Please refer to the following documentation for you better understanding:
Power Apps visual for Power BI - Power Apps | Microsoft Learn
Hope this will help to get some idea, if you need any further assistance, feel free to reach out.
If this post helps, then please give us Kudos and consider Accept it as a solution to help the other members find it more quickly.
Thankyou.
Hi @AlexanderDatapa ,
May I ask if you have resolved this issue? If so, please mark the helpful reply and accept it as the solution. This will be helpful for other community members who have similar problems to solve it faster.
Thank you.
Hi @AlexanderDatapa ,
I wanted to check if you had the opportunity to review the information provided. Please feel free to contact us if you have any further questions. If my response has addressed your query, please accept it as a solution and give a 'Kudos' so other members can easily find it.
Thank you.
Hi Alexander,
I don't think there's a way that you can take a user input from the report section and then change the data that's being pulled automatically while using import mode.
You can go back into the data source settings and then get the users to edit the parameters there but that probably isn't the best UX.
You could potentially make a dropdown field which allows the different parameter options you're expecting and then run a Power Automate flow from within the Power BI report, which goes and makes an API call with those specific parameters. The only issue with this is that I'm not sure if you can update the semantic model or a dataflow's data with this approach.

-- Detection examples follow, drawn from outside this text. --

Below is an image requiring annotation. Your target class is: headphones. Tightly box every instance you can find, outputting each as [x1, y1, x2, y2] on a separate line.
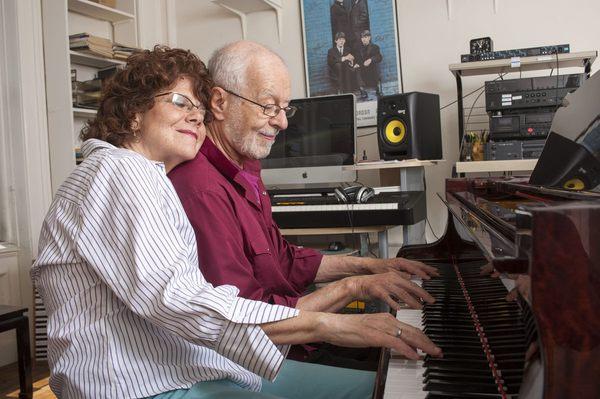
[333, 186, 375, 204]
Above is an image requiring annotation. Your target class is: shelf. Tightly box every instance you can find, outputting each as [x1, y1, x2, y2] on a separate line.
[456, 159, 537, 173]
[73, 107, 98, 118]
[68, 0, 135, 22]
[0, 242, 19, 255]
[449, 51, 598, 76]
[69, 50, 125, 68]
[212, 0, 283, 43]
[342, 159, 445, 171]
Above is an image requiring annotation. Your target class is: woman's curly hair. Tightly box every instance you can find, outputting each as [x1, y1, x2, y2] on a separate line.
[80, 46, 213, 147]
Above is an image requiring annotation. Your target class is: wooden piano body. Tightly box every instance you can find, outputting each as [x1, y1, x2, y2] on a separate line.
[374, 178, 600, 399]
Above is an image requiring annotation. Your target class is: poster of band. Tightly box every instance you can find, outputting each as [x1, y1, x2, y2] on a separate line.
[301, 0, 401, 127]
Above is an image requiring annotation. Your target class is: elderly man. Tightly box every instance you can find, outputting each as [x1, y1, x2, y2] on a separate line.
[169, 41, 436, 320]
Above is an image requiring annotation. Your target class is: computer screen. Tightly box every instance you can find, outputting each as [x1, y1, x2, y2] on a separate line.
[261, 94, 356, 185]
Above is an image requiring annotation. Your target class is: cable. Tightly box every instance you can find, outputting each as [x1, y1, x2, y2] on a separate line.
[463, 86, 485, 132]
[367, 233, 379, 258]
[425, 218, 440, 240]
[554, 48, 560, 112]
[440, 72, 508, 111]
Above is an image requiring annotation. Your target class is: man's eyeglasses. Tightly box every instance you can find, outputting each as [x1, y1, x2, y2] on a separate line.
[154, 91, 206, 114]
[223, 89, 298, 118]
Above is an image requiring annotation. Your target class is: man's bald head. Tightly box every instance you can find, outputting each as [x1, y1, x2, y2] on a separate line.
[208, 40, 287, 92]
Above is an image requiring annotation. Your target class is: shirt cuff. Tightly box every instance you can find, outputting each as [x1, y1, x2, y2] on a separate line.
[215, 298, 299, 381]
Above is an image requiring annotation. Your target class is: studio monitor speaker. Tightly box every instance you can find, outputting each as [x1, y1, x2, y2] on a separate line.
[377, 92, 442, 160]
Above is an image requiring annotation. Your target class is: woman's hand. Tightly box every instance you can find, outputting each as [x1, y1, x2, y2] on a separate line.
[346, 272, 435, 310]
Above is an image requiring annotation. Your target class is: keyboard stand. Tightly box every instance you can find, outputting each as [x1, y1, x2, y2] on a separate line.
[281, 226, 395, 259]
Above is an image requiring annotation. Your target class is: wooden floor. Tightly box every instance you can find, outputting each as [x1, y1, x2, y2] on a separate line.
[0, 362, 56, 399]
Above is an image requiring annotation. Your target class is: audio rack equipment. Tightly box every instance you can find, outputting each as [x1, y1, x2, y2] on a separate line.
[484, 139, 546, 161]
[485, 73, 585, 112]
[460, 44, 571, 62]
[489, 109, 554, 141]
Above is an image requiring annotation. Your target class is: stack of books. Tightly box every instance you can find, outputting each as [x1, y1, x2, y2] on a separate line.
[112, 43, 141, 60]
[69, 32, 113, 58]
[73, 79, 102, 109]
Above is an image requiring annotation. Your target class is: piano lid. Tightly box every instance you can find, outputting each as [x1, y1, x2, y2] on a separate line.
[442, 178, 600, 273]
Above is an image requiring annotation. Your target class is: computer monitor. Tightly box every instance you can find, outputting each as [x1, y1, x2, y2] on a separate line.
[261, 94, 356, 186]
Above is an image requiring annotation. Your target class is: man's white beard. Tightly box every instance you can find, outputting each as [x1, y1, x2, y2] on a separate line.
[226, 115, 275, 159]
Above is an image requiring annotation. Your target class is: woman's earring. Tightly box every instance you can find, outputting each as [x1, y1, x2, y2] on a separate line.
[131, 123, 140, 143]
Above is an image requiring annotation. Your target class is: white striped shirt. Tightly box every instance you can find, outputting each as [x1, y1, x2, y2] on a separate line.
[31, 140, 298, 399]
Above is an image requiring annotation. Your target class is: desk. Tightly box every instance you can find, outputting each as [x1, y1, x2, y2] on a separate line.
[280, 226, 394, 259]
[0, 305, 33, 399]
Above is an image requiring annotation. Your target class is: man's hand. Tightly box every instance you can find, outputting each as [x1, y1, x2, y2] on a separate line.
[360, 258, 440, 280]
[506, 274, 531, 303]
[317, 313, 442, 360]
[345, 272, 435, 310]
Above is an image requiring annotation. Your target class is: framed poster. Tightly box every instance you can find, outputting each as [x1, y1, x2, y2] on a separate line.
[300, 0, 402, 127]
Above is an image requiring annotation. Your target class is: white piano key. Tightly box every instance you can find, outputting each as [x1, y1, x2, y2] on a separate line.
[383, 358, 427, 399]
[383, 298, 427, 399]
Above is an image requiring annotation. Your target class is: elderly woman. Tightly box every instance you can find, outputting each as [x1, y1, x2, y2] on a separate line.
[31, 47, 439, 398]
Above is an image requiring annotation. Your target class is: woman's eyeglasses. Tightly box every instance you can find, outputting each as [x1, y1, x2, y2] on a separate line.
[154, 91, 206, 113]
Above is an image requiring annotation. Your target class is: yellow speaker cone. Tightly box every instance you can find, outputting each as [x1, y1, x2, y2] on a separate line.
[563, 178, 585, 190]
[385, 119, 406, 144]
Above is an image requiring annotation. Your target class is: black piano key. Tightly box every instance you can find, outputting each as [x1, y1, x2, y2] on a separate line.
[425, 393, 502, 399]
[423, 379, 498, 393]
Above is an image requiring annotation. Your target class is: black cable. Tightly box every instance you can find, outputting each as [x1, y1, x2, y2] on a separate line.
[465, 90, 485, 129]
[440, 72, 508, 111]
[425, 218, 440, 240]
[554, 48, 560, 110]
[367, 233, 379, 258]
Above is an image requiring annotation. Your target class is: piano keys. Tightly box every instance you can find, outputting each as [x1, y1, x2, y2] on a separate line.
[272, 191, 427, 229]
[375, 179, 600, 399]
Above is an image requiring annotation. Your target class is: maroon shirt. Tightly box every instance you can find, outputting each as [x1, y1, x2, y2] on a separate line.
[169, 138, 322, 307]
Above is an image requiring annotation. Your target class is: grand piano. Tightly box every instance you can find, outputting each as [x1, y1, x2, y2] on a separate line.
[374, 178, 600, 399]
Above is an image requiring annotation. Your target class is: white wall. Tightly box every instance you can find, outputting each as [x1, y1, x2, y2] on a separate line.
[175, 0, 600, 243]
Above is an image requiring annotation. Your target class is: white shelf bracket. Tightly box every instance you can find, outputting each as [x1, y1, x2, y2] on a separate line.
[446, 0, 452, 21]
[214, 1, 247, 39]
[212, 0, 283, 43]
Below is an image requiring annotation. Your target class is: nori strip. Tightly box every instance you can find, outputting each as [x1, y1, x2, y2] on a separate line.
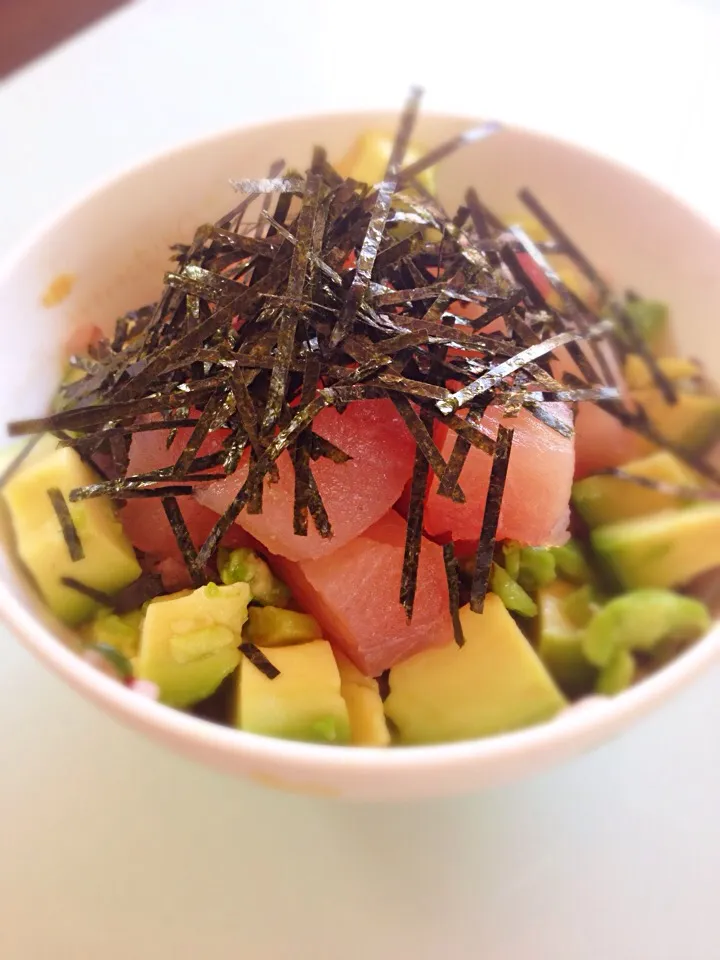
[240, 643, 280, 680]
[470, 425, 513, 613]
[292, 443, 310, 537]
[436, 332, 600, 413]
[518, 187, 610, 300]
[108, 573, 166, 613]
[437, 434, 472, 497]
[375, 670, 390, 703]
[398, 121, 501, 186]
[262, 149, 325, 433]
[443, 543, 465, 647]
[391, 394, 465, 503]
[47, 487, 85, 563]
[162, 497, 205, 587]
[60, 577, 112, 607]
[399, 432, 430, 623]
[15, 91, 718, 640]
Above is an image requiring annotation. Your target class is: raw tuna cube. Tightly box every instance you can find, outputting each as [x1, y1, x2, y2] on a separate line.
[274, 510, 453, 676]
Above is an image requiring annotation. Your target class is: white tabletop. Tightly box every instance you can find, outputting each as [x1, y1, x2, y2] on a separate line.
[0, 0, 720, 960]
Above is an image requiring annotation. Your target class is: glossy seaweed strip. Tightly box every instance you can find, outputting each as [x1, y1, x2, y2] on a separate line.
[437, 332, 600, 413]
[375, 670, 390, 703]
[391, 394, 465, 503]
[443, 543, 465, 647]
[60, 577, 112, 607]
[398, 120, 501, 186]
[47, 487, 85, 563]
[518, 187, 610, 299]
[470, 425, 513, 613]
[400, 415, 432, 623]
[162, 497, 205, 587]
[240, 643, 280, 680]
[19, 90, 704, 636]
[109, 573, 166, 613]
[437, 434, 472, 497]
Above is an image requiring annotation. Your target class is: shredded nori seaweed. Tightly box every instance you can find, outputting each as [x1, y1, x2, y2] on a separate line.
[375, 670, 390, 703]
[47, 487, 85, 563]
[11, 90, 720, 642]
[470, 425, 513, 613]
[162, 497, 205, 587]
[60, 577, 113, 607]
[443, 543, 465, 647]
[240, 643, 280, 680]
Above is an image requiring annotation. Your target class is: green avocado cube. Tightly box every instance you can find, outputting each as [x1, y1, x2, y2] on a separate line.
[385, 593, 566, 744]
[133, 583, 250, 707]
[537, 580, 597, 698]
[583, 589, 711, 667]
[590, 503, 720, 590]
[235, 640, 350, 744]
[572, 450, 701, 527]
[2, 447, 141, 625]
[244, 606, 322, 647]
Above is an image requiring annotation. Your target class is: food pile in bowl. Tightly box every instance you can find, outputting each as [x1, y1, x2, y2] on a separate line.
[0, 94, 720, 747]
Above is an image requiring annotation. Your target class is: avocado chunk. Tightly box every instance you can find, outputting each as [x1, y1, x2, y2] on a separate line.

You may need to load the data from the API call into a DB or other data store and then trigger a dataflow or semantic model refresh from within that same Power Automate flow.
Alternatively to this whole approach, you could experiment with trying to use Direct Query instead of import mode but you'll need to use a connector which supports Direct Query mode. Direct Query mode works by refreshing the data at runtime as opposed to Import Mode, which refreshes the data on a schedule or when a user manually refreshes the dataset.
Hope this helps.
Thank you for your reply. I will be looking into Direct Query mode, though I'm not sure how to use it with a REST API in stead of an Azure database.
(Apologies for the late response, I got the flu and was out of the running for a while.)
Have a look at this blog: https://blog.crossjoin.co.uk/2021/04/25/can-i-build-a-power-bi-directquery-dataset-on-top-of-a-rest-...
I think generally, you need a Cloud DB or an ODBC Driver to use Direct Query. The blog mentions to potentially use some 3rd party tools but to be honest, it would be more cost effective to just provision your own DB within Azure and set up an Azure Data Factory Pipeline to ingest the data into the Azure DB.
As a separate note, unless there's a reason not to do this - I'd actually just use import mode instead of direct query and bring in all of the data through the API. Then once you have all of the data, I'd add slicers so that users can filter the whole dataset to just what they want. If security is a concern (e.g. user A shouldn't be able to see user B's records), then I'd make roles and apply RLS to restrict data to users based on their roles or to data which is specific to them.